Ditto - except for the grill. My lifesling has a strobe; I intent to make a drogue.
As commented, horseshoe and lifesling are for different purposes. The horseshoe is designed to the thrown to the person, providing flotation and visibility; it can be thrown quite a distance (try it!). A lifesling is for retrieval. Depending on where you are, the water may be cold, so you have to assume the person cannot climb on board. Thus the lifesling.
My club did a real MOB day - by real I mean with a guy (in a wetsuit) in the water. It is really an awesome experience to try these techniques for real.
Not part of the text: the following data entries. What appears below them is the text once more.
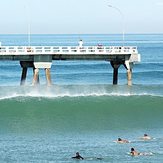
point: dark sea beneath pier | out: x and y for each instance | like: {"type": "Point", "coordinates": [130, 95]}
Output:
{"type": "Point", "coordinates": [82, 111]}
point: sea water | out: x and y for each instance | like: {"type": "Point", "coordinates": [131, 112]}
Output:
{"type": "Point", "coordinates": [82, 111]}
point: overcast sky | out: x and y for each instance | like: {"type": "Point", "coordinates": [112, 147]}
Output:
{"type": "Point", "coordinates": [81, 16]}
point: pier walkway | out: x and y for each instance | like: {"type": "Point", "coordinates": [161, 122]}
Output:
{"type": "Point", "coordinates": [41, 57]}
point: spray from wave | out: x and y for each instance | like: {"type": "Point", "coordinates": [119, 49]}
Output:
{"type": "Point", "coordinates": [58, 91]}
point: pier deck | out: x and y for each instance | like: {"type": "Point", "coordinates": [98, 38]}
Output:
{"type": "Point", "coordinates": [41, 57]}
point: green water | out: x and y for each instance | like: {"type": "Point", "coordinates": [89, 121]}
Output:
{"type": "Point", "coordinates": [36, 115]}
{"type": "Point", "coordinates": [42, 129]}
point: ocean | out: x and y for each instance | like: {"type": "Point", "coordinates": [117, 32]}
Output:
{"type": "Point", "coordinates": [82, 111]}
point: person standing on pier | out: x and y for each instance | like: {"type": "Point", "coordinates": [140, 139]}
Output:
{"type": "Point", "coordinates": [81, 43]}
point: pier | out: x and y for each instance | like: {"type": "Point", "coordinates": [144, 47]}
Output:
{"type": "Point", "coordinates": [38, 57]}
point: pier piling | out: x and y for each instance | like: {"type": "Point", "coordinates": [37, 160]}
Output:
{"type": "Point", "coordinates": [35, 76]}
{"type": "Point", "coordinates": [115, 66]}
{"type": "Point", "coordinates": [24, 74]}
{"type": "Point", "coordinates": [48, 76]}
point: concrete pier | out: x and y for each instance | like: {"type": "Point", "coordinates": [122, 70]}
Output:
{"type": "Point", "coordinates": [115, 66]}
{"type": "Point", "coordinates": [24, 75]}
{"type": "Point", "coordinates": [41, 57]}
{"type": "Point", "coordinates": [35, 76]}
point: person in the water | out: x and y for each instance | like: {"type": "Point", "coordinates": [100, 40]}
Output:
{"type": "Point", "coordinates": [78, 156]}
{"type": "Point", "coordinates": [146, 137]}
{"type": "Point", "coordinates": [119, 140]}
{"type": "Point", "coordinates": [134, 152]}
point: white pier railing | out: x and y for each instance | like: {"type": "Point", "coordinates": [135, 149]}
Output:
{"type": "Point", "coordinates": [23, 50]}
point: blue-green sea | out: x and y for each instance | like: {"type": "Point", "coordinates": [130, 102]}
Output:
{"type": "Point", "coordinates": [82, 111]}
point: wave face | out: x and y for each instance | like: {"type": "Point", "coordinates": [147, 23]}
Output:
{"type": "Point", "coordinates": [52, 127]}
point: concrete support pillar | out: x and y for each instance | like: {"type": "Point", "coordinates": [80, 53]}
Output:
{"type": "Point", "coordinates": [128, 66]}
{"type": "Point", "coordinates": [129, 77]}
{"type": "Point", "coordinates": [35, 76]}
{"type": "Point", "coordinates": [48, 76]}
{"type": "Point", "coordinates": [115, 66]}
{"type": "Point", "coordinates": [23, 77]}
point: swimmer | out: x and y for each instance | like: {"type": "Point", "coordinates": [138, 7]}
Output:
{"type": "Point", "coordinates": [146, 137]}
{"type": "Point", "coordinates": [119, 140]}
{"type": "Point", "coordinates": [78, 156]}
{"type": "Point", "coordinates": [134, 152]}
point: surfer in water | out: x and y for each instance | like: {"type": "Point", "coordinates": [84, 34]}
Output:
{"type": "Point", "coordinates": [136, 153]}
{"type": "Point", "coordinates": [119, 140]}
{"type": "Point", "coordinates": [78, 156]}
{"type": "Point", "coordinates": [146, 137]}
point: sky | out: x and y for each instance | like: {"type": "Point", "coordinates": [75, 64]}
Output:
{"type": "Point", "coordinates": [81, 16]}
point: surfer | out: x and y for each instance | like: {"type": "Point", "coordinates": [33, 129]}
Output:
{"type": "Point", "coordinates": [146, 137]}
{"type": "Point", "coordinates": [78, 156]}
{"type": "Point", "coordinates": [134, 152]}
{"type": "Point", "coordinates": [119, 140]}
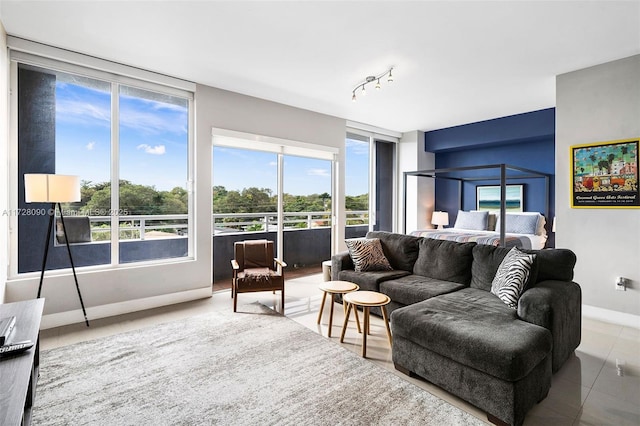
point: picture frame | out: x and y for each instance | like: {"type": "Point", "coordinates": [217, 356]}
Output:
{"type": "Point", "coordinates": [488, 198]}
{"type": "Point", "coordinates": [605, 174]}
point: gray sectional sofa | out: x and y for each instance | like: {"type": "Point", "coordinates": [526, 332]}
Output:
{"type": "Point", "coordinates": [449, 329]}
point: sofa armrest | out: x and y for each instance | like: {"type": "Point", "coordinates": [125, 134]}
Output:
{"type": "Point", "coordinates": [340, 262]}
{"type": "Point", "coordinates": [556, 306]}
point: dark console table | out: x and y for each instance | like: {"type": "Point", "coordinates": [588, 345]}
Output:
{"type": "Point", "coordinates": [19, 373]}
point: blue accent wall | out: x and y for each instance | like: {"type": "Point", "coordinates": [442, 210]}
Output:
{"type": "Point", "coordinates": [523, 140]}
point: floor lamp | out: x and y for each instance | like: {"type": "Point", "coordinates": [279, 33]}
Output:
{"type": "Point", "coordinates": [54, 189]}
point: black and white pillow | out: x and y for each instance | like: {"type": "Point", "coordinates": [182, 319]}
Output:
{"type": "Point", "coordinates": [512, 276]}
{"type": "Point", "coordinates": [367, 255]}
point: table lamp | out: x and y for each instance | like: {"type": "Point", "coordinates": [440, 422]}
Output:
{"type": "Point", "coordinates": [440, 218]}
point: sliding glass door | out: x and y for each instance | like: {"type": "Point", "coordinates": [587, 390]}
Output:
{"type": "Point", "coordinates": [275, 191]}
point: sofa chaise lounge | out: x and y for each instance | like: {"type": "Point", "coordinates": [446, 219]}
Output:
{"type": "Point", "coordinates": [450, 329]}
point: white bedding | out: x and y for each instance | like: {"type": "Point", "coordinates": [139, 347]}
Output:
{"type": "Point", "coordinates": [527, 241]}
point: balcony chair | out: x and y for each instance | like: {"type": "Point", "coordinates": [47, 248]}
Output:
{"type": "Point", "coordinates": [256, 269]}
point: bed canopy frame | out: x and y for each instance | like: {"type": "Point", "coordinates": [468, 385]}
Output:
{"type": "Point", "coordinates": [505, 172]}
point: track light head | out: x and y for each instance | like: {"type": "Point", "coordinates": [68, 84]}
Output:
{"type": "Point", "coordinates": [370, 79]}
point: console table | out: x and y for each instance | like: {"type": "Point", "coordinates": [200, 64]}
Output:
{"type": "Point", "coordinates": [19, 373]}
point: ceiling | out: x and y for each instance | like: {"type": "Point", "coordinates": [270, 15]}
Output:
{"type": "Point", "coordinates": [454, 62]}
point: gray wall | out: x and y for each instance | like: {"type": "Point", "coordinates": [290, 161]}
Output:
{"type": "Point", "coordinates": [598, 104]}
{"type": "Point", "coordinates": [4, 149]}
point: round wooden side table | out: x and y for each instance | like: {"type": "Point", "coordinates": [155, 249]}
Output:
{"type": "Point", "coordinates": [333, 288]}
{"type": "Point", "coordinates": [366, 299]}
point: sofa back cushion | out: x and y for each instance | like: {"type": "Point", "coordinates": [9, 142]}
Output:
{"type": "Point", "coordinates": [550, 264]}
{"type": "Point", "coordinates": [401, 250]}
{"type": "Point", "coordinates": [445, 260]}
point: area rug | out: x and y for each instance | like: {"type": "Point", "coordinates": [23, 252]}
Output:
{"type": "Point", "coordinates": [256, 368]}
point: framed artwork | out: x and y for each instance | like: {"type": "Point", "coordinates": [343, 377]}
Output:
{"type": "Point", "coordinates": [605, 175]}
{"type": "Point", "coordinates": [488, 198]}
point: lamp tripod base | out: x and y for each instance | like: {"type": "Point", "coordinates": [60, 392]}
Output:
{"type": "Point", "coordinates": [46, 254]}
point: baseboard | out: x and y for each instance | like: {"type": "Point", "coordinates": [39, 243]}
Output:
{"type": "Point", "coordinates": [72, 317]}
{"type": "Point", "coordinates": [607, 315]}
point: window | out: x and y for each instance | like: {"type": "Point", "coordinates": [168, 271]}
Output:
{"type": "Point", "coordinates": [370, 160]}
{"type": "Point", "coordinates": [271, 188]}
{"type": "Point", "coordinates": [128, 141]}
{"type": "Point", "coordinates": [357, 171]}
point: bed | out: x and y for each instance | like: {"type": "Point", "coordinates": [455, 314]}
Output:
{"type": "Point", "coordinates": [523, 230]}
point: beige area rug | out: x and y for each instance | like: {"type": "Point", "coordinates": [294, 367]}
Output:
{"type": "Point", "coordinates": [256, 368]}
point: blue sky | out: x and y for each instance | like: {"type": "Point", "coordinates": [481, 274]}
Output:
{"type": "Point", "coordinates": [302, 176]}
{"type": "Point", "coordinates": [153, 138]}
{"type": "Point", "coordinates": [153, 148]}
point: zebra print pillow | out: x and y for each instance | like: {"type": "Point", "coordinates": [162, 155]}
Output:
{"type": "Point", "coordinates": [367, 254]}
{"type": "Point", "coordinates": [512, 276]}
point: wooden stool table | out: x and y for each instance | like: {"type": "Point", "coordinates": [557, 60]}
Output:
{"type": "Point", "coordinates": [333, 288]}
{"type": "Point", "coordinates": [366, 299]}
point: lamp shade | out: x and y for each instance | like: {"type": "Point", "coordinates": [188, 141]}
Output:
{"type": "Point", "coordinates": [46, 188]}
{"type": "Point", "coordinates": [440, 219]}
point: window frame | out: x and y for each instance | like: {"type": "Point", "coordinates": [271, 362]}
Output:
{"type": "Point", "coordinates": [59, 60]}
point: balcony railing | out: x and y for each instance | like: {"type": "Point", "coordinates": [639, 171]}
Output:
{"type": "Point", "coordinates": [143, 227]}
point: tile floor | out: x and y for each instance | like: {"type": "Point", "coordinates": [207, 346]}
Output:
{"type": "Point", "coordinates": [600, 385]}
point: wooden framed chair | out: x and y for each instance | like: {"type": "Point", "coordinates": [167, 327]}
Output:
{"type": "Point", "coordinates": [256, 269]}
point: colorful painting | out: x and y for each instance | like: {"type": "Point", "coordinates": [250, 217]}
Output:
{"type": "Point", "coordinates": [488, 198]}
{"type": "Point", "coordinates": [605, 175]}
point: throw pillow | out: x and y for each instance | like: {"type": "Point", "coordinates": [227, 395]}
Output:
{"type": "Point", "coordinates": [367, 255]}
{"type": "Point", "coordinates": [511, 277]}
{"type": "Point", "coordinates": [476, 221]}
{"type": "Point", "coordinates": [523, 223]}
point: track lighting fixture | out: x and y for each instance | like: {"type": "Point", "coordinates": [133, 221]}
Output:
{"type": "Point", "coordinates": [371, 79]}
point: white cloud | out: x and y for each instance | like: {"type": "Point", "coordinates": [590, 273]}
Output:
{"type": "Point", "coordinates": [155, 150]}
{"type": "Point", "coordinates": [318, 172]}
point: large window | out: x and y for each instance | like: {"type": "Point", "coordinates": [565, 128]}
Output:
{"type": "Point", "coordinates": [128, 143]}
{"type": "Point", "coordinates": [272, 189]}
{"type": "Point", "coordinates": [356, 184]}
{"type": "Point", "coordinates": [369, 182]}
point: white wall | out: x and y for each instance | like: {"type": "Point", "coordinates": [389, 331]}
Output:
{"type": "Point", "coordinates": [4, 136]}
{"type": "Point", "coordinates": [426, 188]}
{"type": "Point", "coordinates": [597, 104]}
{"type": "Point", "coordinates": [409, 147]}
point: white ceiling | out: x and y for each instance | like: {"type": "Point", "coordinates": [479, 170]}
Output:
{"type": "Point", "coordinates": [455, 62]}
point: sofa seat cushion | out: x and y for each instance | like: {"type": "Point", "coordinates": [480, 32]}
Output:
{"type": "Point", "coordinates": [370, 280]}
{"type": "Point", "coordinates": [445, 260]}
{"type": "Point", "coordinates": [400, 249]}
{"type": "Point", "coordinates": [416, 288]}
{"type": "Point", "coordinates": [474, 328]}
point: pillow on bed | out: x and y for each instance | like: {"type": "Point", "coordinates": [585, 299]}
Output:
{"type": "Point", "coordinates": [523, 223]}
{"type": "Point", "coordinates": [476, 221]}
{"type": "Point", "coordinates": [492, 219]}
{"type": "Point", "coordinates": [367, 255]}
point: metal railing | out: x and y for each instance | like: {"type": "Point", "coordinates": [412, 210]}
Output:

A few learnings:
- Lifesling offers a choice of tackle, with different mechanical advantage. As I recall mine is a 6:1, requiring a winch. Works really well IF you know how to rig it (halyard-jib block-winch). Dealing with a real emergency is not the time to work it out.
- The instructor swore by a small strap under the lifesling - makes it easier and more comfortable to get somebody out of the water. She used a neoprene dog lead.
- Some people were a little dismissive about my pole - until we deployed it. It was simple and fantastically visible.
- Apparently a strobe is a two-edged sword. At night it enables you to locate people, but as you bring the person close the flashing light actually becomes blinding and distracting to the rescuers.
- In the SF bay, the biggest cause of drowning is no life jacket (duh), but also "cold water shock" - a psychological reaction to the shock of falling overboard. Apparently over 50% who fall overboard will just sit there, no shouting, no waving....quietly succumbing.
- If you are short of space, consider a good throw rope in a bag. They can be clipped to the rail and thrown a long way!